You haven't even rolled yet and you're already complaining and drawing hyperbolic conclusions.

It's an outrageous and unsubstantiated claim that characters with lower stats are water boys who can't be Heros. Can you explain how a couple of modifiers in either direction will destroy your play experience?
 

I totally agree that rolling stats is the way to go. It can actually help identify problem players before your campaign gets underway.
Funny, I'd say labeling people you've never met as "problem players" based on a simple playstyle preference is a good way to identify a problem DM.
 

Oofta

Legend
You haven't even rolled yet and you're already complaining and drawing hyperbolic conclusions.

It's an outrageous and unsubstantiated claim that characters with lower stats are water boys who can't be Heros. Can you explain how a couple of modifiers in either direction will destroy your play experience?

The last time I played in a game where we rolled for stats we had 1 character that had 2 18s and no stat below 14. Another person (not me) had a high stat of 14 and all other stats 10 or below. They started out on extremely uneven footing and neither person was happy with the result.

The difference was not "a few points", the difference was that one person could run whatever character they wanted and be a paragon of the class out of the gate and the other person was relegated to staying and the back while the big boys played hero.

The only thing random die rolls guarantee is that your results will be random. The results can, and in most cases will be, quite unfair.

You may enjoy that, and more power to you. I don't.

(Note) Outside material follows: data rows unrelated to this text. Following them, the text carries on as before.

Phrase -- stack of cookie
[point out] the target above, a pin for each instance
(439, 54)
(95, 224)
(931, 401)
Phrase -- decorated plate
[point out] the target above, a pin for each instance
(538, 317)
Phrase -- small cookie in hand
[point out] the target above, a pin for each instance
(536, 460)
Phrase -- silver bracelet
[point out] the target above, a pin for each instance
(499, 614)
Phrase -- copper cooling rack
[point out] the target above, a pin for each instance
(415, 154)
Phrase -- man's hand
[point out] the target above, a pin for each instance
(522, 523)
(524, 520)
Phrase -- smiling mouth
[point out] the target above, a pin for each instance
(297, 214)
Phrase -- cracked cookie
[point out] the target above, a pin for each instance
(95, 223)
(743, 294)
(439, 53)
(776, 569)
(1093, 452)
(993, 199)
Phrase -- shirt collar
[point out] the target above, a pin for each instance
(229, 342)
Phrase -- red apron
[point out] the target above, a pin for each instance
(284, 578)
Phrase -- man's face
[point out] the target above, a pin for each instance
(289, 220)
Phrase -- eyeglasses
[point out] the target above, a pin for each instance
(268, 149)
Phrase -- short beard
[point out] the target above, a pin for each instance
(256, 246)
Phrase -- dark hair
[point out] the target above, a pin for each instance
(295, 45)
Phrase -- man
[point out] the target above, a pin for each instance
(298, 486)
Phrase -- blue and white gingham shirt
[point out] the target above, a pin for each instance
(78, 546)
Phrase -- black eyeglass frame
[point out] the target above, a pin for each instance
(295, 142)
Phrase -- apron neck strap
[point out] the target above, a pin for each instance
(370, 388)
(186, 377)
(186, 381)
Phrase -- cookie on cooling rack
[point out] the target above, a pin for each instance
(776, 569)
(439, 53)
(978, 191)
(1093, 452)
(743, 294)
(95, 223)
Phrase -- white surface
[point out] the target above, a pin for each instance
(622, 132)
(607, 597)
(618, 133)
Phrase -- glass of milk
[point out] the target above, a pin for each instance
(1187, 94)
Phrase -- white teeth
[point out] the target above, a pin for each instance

It's as simple as that.
 

RotGrub

First Post
The last time I played in a game where we rolled for stats we had 1 character that had 2 18s and no stat below 14. Another person (not me) had a high stat of 14 and all other stats 10 or below. They started out on extremely uneven footing and neither person was happy with the result.

The difference was not "a few points", the difference was that one person could run whatever character they wanted and be a paragon of the class out of the gate and the other person was relegated to staying and the back while the big boys played hero.

The only thing random die rolls guarantee is that your results will be random. The results can, and in most cases will be, quite unfair.

You may enjoy that, and more power to you. I don't. It's as simple as that.

Why is everyone jockeying for the hero position? Why is the hero the most powerful character? Are your games more like a competition?
 


Oofta

Legend
Why is everyone jockeying for the hero position? Why is the hero the most powerful character? Are your games more like a competition?

Why is it so horrible to want to play a hero? Or to have options on what class to play while still feeling like you are contributing to the team? Especially in a game that will last a year or more? Because the issue is not "competition" it's being overshadowed by other characters 99% of the time and never feeling like you're pulling your own weight.

I could have fun playing a campaign as the second string washouts - if the other players are in the same boat. D&D is a collaborative team game. So much like how I wouldn't feel very useful if I were on the same basketball team as LeBron James, I don't want to play "Pudgy the Wimp" on the same team as "Super Dave".
 

Because that "I want to be the best" trope is completely alien to western media, which instead produces protagonists like Rocky Balboa, Luke Skywalker, and Batman...

Good examples. When Rocky loses the fight against Apollo Creed, he's ecstatic because he went the distance against the national champ and showed Adrian (and himself) that he's not a hopeless loser like everyone thinks. Luke Skywalker doesn't care about "beating" Darth Vader or being "the best"--he wants to bring down the Empire, save his friends, and (later on) redeem his father.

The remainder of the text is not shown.